UNPACU

Fassade des Hauptsitzes der UNPACUFoto © Fassade der Zentrale der UNPACU

Die Patriottische Union von Kuba (UNPACU) ist eine gewaltfreie Oppositionsorganisation in Kuba, die kubanische Dissidenten vereint. Sie wurde am 24. August 2011 von José Daniel Ferrer García gegründet, nachdem er im März 2011 entlassen worden war und sich weigerte, das Land zu verlassen.

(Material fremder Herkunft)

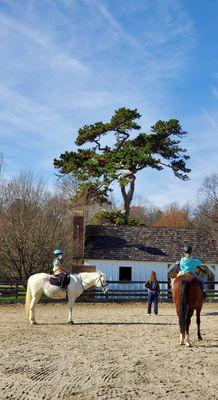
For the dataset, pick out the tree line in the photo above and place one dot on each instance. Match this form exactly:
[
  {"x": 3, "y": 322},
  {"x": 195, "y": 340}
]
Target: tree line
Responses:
[{"x": 35, "y": 221}]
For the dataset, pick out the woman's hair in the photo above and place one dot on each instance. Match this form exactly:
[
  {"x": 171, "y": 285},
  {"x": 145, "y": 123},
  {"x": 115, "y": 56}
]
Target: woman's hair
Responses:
[{"x": 153, "y": 276}]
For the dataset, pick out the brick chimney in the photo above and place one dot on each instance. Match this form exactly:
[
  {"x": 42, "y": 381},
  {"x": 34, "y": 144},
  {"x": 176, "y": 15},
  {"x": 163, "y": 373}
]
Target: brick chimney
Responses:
[{"x": 78, "y": 237}]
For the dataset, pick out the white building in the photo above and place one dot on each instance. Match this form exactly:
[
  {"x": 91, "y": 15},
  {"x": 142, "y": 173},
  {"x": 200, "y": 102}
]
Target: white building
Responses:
[{"x": 130, "y": 253}]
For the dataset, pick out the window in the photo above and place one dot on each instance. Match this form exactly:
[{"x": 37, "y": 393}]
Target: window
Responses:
[{"x": 125, "y": 274}]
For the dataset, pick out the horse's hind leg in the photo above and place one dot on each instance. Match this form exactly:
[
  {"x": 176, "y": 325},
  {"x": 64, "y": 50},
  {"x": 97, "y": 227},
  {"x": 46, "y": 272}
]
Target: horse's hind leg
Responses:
[
  {"x": 33, "y": 303},
  {"x": 198, "y": 321},
  {"x": 71, "y": 301},
  {"x": 188, "y": 322}
]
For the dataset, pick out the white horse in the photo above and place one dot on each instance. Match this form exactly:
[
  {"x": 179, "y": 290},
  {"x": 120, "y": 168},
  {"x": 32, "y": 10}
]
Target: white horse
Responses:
[{"x": 39, "y": 284}]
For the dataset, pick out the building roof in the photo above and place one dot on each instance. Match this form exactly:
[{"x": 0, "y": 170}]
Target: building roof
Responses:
[{"x": 140, "y": 243}]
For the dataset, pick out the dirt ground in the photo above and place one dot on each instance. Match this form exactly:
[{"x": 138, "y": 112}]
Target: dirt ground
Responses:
[{"x": 114, "y": 351}]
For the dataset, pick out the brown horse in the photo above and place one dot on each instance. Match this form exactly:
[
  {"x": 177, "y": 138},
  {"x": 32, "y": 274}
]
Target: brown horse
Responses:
[{"x": 187, "y": 296}]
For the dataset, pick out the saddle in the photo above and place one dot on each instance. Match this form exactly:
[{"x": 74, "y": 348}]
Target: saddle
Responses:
[{"x": 62, "y": 280}]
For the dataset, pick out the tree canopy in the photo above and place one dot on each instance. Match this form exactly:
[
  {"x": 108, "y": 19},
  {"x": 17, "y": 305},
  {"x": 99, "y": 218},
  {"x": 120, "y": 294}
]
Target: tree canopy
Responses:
[{"x": 128, "y": 151}]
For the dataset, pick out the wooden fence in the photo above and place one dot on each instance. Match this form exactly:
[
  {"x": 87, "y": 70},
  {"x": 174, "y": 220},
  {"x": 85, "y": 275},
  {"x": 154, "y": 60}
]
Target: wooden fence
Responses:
[
  {"x": 119, "y": 291},
  {"x": 123, "y": 291}
]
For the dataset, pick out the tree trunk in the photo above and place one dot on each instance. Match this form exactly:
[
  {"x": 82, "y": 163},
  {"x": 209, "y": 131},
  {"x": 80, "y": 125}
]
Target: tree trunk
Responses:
[{"x": 128, "y": 195}]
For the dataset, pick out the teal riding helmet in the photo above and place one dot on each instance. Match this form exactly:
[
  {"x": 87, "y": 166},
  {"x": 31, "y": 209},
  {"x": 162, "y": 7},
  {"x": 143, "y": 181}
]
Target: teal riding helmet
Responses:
[{"x": 57, "y": 252}]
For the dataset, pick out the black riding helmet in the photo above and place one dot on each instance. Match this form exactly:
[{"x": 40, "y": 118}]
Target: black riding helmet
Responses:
[{"x": 188, "y": 249}]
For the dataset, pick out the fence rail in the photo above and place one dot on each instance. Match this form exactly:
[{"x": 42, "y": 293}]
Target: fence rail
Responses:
[{"x": 118, "y": 291}]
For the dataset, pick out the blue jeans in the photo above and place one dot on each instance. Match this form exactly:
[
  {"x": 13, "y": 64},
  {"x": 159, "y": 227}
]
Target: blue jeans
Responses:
[
  {"x": 200, "y": 280},
  {"x": 152, "y": 297}
]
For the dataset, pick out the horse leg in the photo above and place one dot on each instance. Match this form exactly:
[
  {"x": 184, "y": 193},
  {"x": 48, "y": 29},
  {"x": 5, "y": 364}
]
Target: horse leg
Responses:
[
  {"x": 182, "y": 339},
  {"x": 198, "y": 320},
  {"x": 71, "y": 301},
  {"x": 33, "y": 303},
  {"x": 188, "y": 322}
]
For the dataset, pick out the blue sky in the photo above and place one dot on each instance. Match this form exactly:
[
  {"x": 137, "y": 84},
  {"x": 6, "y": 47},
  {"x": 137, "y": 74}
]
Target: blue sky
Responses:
[{"x": 68, "y": 63}]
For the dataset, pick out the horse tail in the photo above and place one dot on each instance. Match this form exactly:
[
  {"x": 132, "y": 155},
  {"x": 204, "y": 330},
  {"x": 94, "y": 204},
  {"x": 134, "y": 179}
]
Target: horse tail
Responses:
[
  {"x": 28, "y": 300},
  {"x": 184, "y": 286}
]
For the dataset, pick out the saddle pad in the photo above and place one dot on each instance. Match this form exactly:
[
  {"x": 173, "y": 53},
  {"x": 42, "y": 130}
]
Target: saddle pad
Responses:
[{"x": 55, "y": 280}]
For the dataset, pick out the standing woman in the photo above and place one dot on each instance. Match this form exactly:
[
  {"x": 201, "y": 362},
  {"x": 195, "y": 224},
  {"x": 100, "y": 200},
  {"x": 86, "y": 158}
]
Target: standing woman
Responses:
[{"x": 153, "y": 292}]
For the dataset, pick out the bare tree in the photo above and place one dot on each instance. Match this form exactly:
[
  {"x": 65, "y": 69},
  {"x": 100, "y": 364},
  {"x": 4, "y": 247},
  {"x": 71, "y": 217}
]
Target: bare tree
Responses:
[
  {"x": 32, "y": 224},
  {"x": 206, "y": 212}
]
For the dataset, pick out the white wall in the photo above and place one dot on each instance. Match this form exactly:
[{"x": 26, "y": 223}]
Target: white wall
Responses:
[{"x": 140, "y": 271}]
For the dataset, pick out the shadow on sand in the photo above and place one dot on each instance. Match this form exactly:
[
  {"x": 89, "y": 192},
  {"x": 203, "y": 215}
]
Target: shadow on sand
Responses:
[{"x": 109, "y": 323}]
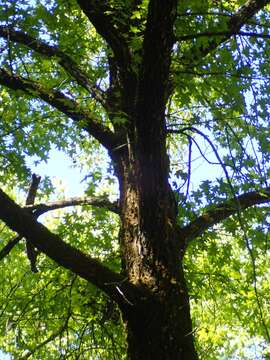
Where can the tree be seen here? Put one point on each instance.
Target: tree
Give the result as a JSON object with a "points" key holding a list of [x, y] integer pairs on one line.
{"points": [[148, 81]]}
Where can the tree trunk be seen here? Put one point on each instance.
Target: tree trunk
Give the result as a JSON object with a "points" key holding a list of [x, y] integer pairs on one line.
{"points": [[158, 324]]}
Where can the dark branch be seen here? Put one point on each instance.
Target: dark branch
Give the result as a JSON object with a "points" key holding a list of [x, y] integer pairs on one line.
{"points": [[223, 34], [9, 246], [53, 52], [19, 220], [30, 199], [234, 25], [101, 202], [110, 24], [64, 104], [223, 211], [157, 47]]}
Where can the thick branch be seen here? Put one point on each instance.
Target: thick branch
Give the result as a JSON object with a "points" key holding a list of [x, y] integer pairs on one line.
{"points": [[222, 34], [64, 104], [101, 202], [53, 52], [157, 46], [234, 25], [109, 24], [30, 199], [64, 254], [222, 212]]}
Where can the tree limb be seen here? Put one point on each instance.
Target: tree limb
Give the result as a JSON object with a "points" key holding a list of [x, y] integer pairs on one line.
{"points": [[53, 52], [222, 34], [62, 103], [157, 47], [114, 284], [111, 25], [102, 202], [222, 211], [234, 24], [30, 199]]}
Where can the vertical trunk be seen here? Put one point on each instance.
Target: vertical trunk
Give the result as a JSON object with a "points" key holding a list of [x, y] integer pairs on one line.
{"points": [[158, 325]]}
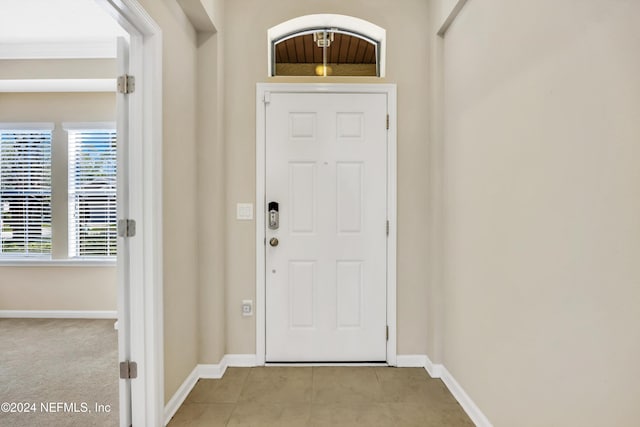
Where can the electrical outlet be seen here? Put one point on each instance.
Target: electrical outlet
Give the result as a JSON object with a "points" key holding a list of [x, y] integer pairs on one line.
{"points": [[247, 307]]}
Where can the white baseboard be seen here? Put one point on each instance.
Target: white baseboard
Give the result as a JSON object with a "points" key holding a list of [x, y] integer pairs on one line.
{"points": [[241, 360], [472, 410], [59, 314], [208, 371], [411, 361], [435, 370], [180, 395], [212, 371]]}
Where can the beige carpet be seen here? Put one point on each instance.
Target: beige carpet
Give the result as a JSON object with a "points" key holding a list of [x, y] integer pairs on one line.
{"points": [[62, 366]]}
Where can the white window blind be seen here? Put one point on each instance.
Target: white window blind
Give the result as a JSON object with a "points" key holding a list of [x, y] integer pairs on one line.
{"points": [[92, 193], [25, 192]]}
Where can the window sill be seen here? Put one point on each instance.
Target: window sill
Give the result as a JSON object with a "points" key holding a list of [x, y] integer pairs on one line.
{"points": [[57, 263]]}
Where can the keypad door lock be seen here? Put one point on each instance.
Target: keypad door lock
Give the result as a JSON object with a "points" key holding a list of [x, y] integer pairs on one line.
{"points": [[274, 216]]}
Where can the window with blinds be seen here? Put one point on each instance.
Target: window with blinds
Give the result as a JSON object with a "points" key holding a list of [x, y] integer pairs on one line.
{"points": [[25, 192], [92, 193]]}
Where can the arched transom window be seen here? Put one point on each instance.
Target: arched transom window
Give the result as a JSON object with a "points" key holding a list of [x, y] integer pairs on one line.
{"points": [[326, 45]]}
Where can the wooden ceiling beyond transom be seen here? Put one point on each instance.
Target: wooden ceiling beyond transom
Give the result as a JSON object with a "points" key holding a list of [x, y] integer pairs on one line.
{"points": [[344, 49]]}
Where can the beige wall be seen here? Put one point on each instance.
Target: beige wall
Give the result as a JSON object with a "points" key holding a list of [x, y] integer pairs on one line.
{"points": [[211, 198], [180, 258], [542, 214], [57, 288], [246, 24]]}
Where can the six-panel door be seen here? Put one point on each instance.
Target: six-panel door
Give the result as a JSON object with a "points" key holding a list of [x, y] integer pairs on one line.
{"points": [[326, 166]]}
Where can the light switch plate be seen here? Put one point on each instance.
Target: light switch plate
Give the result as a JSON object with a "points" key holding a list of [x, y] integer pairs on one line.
{"points": [[244, 211]]}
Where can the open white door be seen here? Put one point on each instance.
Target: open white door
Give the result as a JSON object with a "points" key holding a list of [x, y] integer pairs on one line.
{"points": [[124, 308]]}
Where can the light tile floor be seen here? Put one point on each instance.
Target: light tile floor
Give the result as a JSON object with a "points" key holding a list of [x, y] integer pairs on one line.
{"points": [[321, 396]]}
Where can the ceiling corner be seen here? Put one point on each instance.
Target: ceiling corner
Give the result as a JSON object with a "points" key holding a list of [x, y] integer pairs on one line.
{"points": [[199, 15]]}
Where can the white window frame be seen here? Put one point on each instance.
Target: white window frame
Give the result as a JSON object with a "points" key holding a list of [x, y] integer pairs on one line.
{"points": [[26, 127], [70, 128]]}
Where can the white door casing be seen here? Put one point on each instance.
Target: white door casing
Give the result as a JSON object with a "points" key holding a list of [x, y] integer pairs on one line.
{"points": [[124, 319], [328, 287], [140, 198]]}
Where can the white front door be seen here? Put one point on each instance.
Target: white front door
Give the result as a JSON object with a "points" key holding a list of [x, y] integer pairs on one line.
{"points": [[326, 275]]}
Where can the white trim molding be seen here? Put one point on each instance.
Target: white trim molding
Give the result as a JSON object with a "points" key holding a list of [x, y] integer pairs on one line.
{"points": [[343, 22], [217, 371], [181, 394], [436, 370], [209, 371], [390, 91], [59, 49], [58, 314], [57, 85], [469, 406]]}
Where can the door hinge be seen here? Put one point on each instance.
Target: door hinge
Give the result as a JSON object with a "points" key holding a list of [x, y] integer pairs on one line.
{"points": [[128, 370], [126, 84], [126, 228]]}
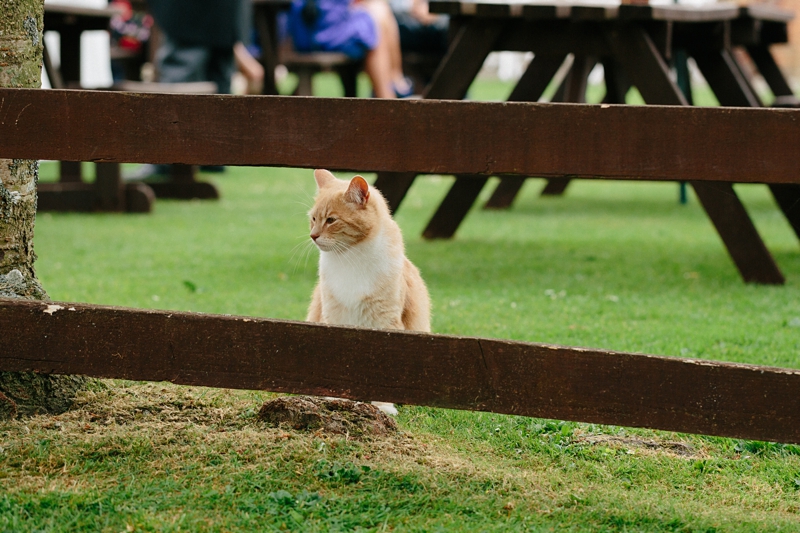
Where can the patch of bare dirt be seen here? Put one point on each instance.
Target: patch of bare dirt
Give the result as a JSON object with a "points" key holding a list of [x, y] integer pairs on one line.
{"points": [[329, 415], [671, 447]]}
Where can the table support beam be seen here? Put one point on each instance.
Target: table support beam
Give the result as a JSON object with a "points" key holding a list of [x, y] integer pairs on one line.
{"points": [[394, 186], [737, 231], [529, 88], [648, 71], [455, 206], [723, 75], [787, 196], [784, 96]]}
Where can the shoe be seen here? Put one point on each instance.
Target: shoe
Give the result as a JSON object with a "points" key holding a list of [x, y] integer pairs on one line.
{"points": [[212, 168], [406, 90]]}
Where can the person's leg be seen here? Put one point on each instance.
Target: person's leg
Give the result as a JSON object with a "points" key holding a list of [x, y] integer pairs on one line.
{"points": [[385, 60], [177, 63]]}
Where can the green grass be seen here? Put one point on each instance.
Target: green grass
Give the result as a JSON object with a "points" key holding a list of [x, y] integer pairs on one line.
{"points": [[610, 265]]}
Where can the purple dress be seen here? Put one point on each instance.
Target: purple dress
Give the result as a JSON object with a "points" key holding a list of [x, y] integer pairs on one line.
{"points": [[337, 27]]}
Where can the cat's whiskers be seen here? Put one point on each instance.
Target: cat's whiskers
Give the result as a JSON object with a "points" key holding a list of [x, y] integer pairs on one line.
{"points": [[301, 252]]}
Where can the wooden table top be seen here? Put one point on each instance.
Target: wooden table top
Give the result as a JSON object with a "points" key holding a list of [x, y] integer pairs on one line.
{"points": [[607, 10], [58, 16]]}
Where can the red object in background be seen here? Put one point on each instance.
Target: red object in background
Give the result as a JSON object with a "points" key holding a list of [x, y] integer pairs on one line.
{"points": [[130, 29]]}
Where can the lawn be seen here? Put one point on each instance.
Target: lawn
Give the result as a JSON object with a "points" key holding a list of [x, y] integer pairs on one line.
{"points": [[610, 265]]}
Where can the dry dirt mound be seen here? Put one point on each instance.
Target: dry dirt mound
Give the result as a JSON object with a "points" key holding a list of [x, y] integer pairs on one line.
{"points": [[330, 415]]}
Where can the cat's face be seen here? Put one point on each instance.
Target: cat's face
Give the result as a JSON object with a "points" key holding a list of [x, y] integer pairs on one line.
{"points": [[342, 215]]}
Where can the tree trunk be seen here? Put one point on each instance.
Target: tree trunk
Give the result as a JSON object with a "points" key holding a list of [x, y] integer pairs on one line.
{"points": [[21, 36]]}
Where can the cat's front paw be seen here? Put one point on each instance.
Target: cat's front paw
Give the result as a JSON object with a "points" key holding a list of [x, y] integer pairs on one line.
{"points": [[386, 407]]}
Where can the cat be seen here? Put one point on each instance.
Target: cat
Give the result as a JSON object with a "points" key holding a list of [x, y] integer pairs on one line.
{"points": [[365, 278]]}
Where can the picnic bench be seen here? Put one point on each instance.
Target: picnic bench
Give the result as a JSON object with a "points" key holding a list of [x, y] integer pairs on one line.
{"points": [[634, 43], [109, 192], [588, 385]]}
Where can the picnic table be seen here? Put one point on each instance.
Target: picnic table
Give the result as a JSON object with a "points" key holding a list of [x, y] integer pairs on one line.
{"points": [[635, 44], [109, 192]]}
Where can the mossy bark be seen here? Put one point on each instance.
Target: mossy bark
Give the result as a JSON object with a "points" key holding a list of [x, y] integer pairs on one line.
{"points": [[21, 41]]}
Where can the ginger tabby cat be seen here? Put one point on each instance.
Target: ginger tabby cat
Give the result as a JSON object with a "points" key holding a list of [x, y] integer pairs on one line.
{"points": [[365, 278]]}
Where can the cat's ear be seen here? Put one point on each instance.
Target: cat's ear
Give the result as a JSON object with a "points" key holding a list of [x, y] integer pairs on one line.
{"points": [[357, 191], [324, 178]]}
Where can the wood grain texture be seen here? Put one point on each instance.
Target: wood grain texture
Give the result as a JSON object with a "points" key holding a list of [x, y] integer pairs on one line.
{"points": [[529, 139], [538, 380]]}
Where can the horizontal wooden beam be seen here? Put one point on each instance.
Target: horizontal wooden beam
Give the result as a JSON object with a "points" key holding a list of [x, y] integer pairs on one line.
{"points": [[537, 380], [439, 137]]}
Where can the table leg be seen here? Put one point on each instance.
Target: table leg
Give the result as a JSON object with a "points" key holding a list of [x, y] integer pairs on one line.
{"points": [[737, 231], [109, 187], [70, 172], [469, 47], [394, 186], [455, 206], [617, 85], [723, 75], [784, 96], [70, 38], [787, 195], [635, 51], [572, 90], [468, 50], [529, 89], [264, 20]]}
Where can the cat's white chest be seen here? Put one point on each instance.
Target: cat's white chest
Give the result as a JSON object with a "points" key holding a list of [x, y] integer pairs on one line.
{"points": [[358, 275]]}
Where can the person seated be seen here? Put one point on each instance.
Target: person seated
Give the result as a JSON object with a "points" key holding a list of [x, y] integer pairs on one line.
{"points": [[359, 29], [420, 30]]}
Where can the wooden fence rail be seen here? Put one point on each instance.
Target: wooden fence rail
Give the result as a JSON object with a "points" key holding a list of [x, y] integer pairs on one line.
{"points": [[452, 137], [693, 396]]}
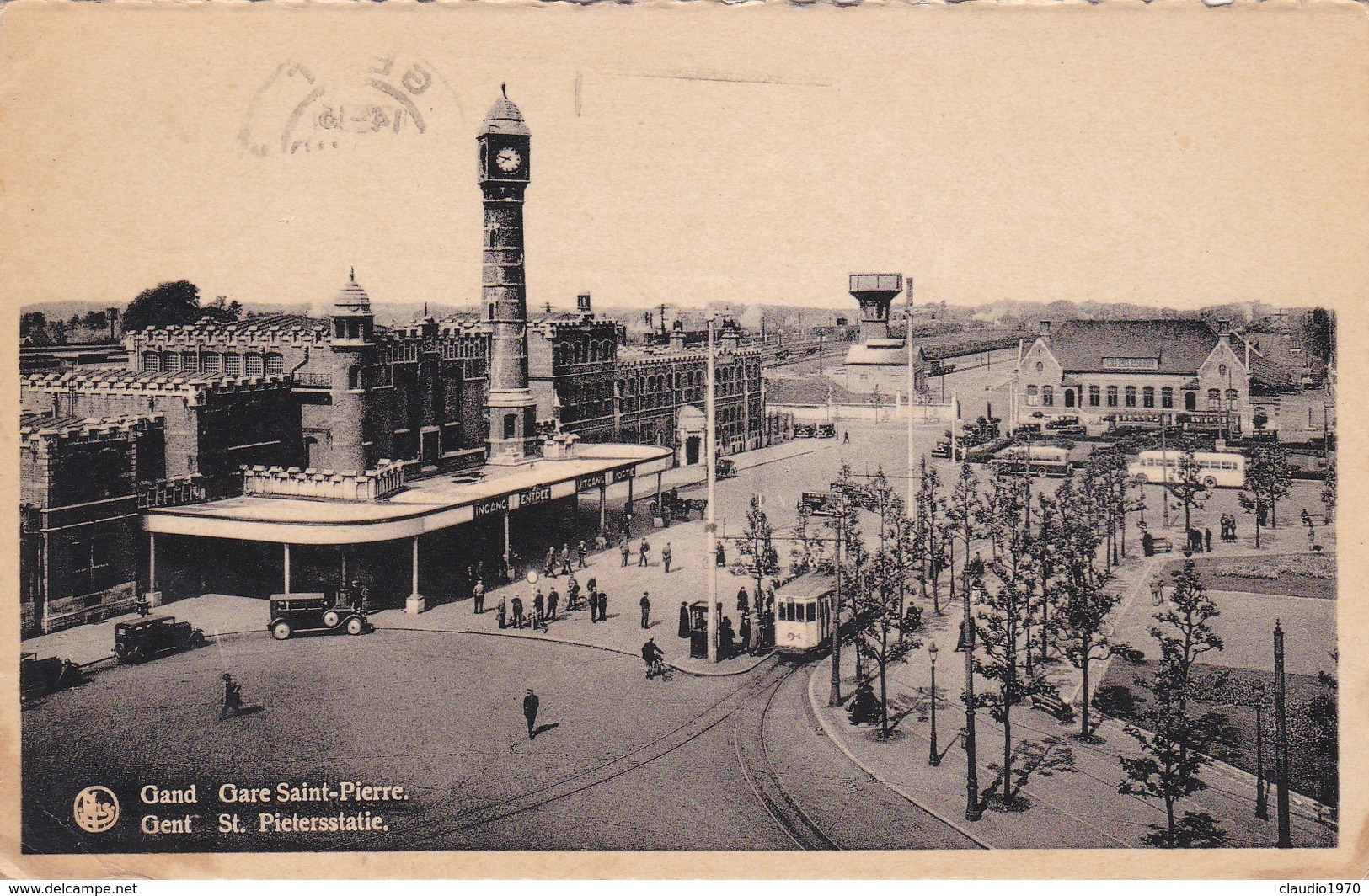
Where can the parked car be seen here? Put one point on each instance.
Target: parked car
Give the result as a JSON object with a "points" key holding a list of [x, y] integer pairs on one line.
{"points": [[47, 675], [153, 637], [317, 611]]}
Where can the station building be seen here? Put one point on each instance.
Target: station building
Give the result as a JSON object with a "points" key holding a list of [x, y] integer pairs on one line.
{"points": [[1135, 372]]}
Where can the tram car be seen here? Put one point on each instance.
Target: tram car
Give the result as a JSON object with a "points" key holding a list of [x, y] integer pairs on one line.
{"points": [[315, 611], [804, 615]]}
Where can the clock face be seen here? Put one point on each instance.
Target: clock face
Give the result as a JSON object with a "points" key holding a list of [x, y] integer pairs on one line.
{"points": [[508, 160]]}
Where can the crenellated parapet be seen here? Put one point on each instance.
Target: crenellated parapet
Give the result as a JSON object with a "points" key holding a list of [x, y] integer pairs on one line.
{"points": [[385, 479]]}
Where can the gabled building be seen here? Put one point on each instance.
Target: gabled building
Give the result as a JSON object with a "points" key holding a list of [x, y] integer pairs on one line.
{"points": [[1131, 372]]}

Trotz der Tatsache, dass die UNPACU zu Beginn aus zwölf Personen bestand, zählt sie heute über zehntausend aktive Mitglieder und 122 Zellen. Bis 2017 bezifferte sie die Anzahl ihrer wegen politischer Gründe in Kuba inhaftierten Aktivisten auf 53.

UNPACU hat sowohl in den Vereinigten Staaten als auch in der Europäischen Union eine Vertretung

Auf der Webseite der Organisation ist zu lesen: „Der Aktivismus von UNPACU basiert auf gewaltfreiem Widerstand und Ungehorsam, demselben Prinzip, auf dem die sogenannten „Farbrevolutionen“ beruhen, deren Handlungsachsen einst von Gene Sharp formuliert wurden.“

Anerkannt von  Amnesty International seit seiner Gründung, hat diese Bewegung die Belästigung, Einschüchterung und die Verhaftungen, die ihre Mitglieder durch die kubanischen Behörden erlitten haben, angeprangert.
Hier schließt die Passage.